It is impossible that an activity on this scale and geographical breadth could endure for years, unless it formed part of an endemic culture.
It would not be unexpected to find an isolated pair of airlines in a particular market entering into a price fixing agreement. But this was a serial agreement involving hundreds of managers, across four or five years – at least. It involved not only price fixing but also a programme of enforcement, something requiring a network of activity that in some cases must have been evident, if not actively supported, at very high levels.
For a heavily regulated industry that is only now emerging from government ownership, it is hardly surprising that this culture would overhang the widespread changes that have taken place.
Sadly, it also defies belief that the US (and EU) actions will have a serious impact on that behaviour. Despite the notoriety of this matter, all in fact that has occurred is that shareholders, in some cases taxpayers, have suffered a small impact on dividends received.
To date, a sole personal criminal charge has been laid. A sacrificial lamb has been laid on the table: one Bruce McCaffrey, Qantas' former highest-ranking US based executive, on May 15, 2008 pleaded guilty to “fixing cargo rates to customers in the United States and elsewhere for international air shipments”.. “and agreed to serve eight months in jail, and to pay a criminal fine.” His main crime relative to many other more senior managers among the airlines involved was that he was in the US and could be directly fingered.
There are some very senior figures in the industry today who were well aware of what was going on. Hopefully their attitudes to this activity will change as a result of the DoJ’s action, even though they will never be brought to account personally.

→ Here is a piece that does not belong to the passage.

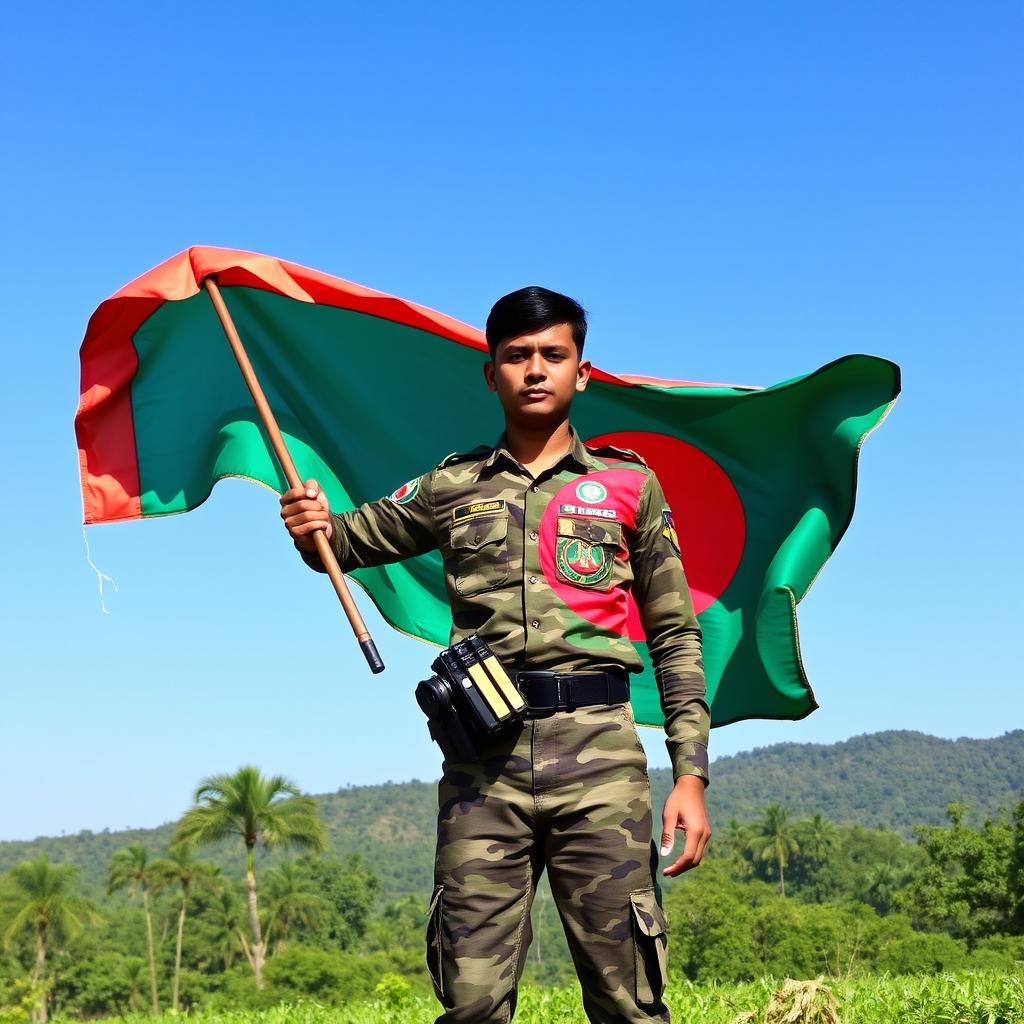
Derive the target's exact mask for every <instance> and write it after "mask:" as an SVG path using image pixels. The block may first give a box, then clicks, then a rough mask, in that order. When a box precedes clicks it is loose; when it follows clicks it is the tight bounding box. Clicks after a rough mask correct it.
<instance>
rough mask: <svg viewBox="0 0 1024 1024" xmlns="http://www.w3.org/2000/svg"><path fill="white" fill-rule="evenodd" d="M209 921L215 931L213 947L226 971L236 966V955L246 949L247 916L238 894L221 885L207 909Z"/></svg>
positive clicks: (217, 956)
mask: <svg viewBox="0 0 1024 1024" xmlns="http://www.w3.org/2000/svg"><path fill="white" fill-rule="evenodd" d="M206 916H207V920H208V921H209V922H210V925H211V926H212V929H213V935H214V938H213V945H214V951H215V955H216V957H217V959H218V961H219V962H220V964H221V965H222V967H223V969H224V970H225V971H229V970H230V969H231V965H233V964H234V954H236V953H237V952H238V951H239V950H240V949H242V948H243V947H244V944H245V932H244V931H243V928H244V926H245V915H244V914H243V912H242V907H241V906H240V905H239V900H238V897H237V896H236V894H234V893H233V892H232V891H231V890H230V889H229V888H228V887H227V886H226V885H223V884H221V885H220V887H219V888H218V889H217V891H216V894H215V896H214V898H213V900H212V902H211V903H210V905H209V906H208V907H207V909H206Z"/></svg>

- “ Participated in meetings, conversations and communications in the United States, Europe and elsewhere to discuss the cargo rates to be
charged on trans-Atlantic air cargo shipments to and from the United States;
- “ Agreed during those meetings, conversations and communications on certain components of the cargo rates to charge for shipments on
trans-Atlantic routes to and from the United States;
- “ Levied cargo rates in the United States and elsewhere in accordance with the agreements reached; and
- “ Engaged in meetings, conversations and communications in the United States and elsewhere for the purpose of monitoring and enforcing adherence
to the agreed-upon cargo rates.”
The DoJ statement notes that today’s announcement forms only part of an “ongoing investigation into the air transportation industry”. Hopefully it will result in more effective sanctions that address the root cause of the problem: the embedded belief that price fixing is worthwhile if criminal sanctions can be avoided.
The DoJ and EU Commission, along with other competition authorities are to be commended on pursuing these actions. But so long as the industry itself does not actively and effectively condemn price fixing – and the outcry from airlines themselves would hardly wake the dead – we can assume that the culture lives.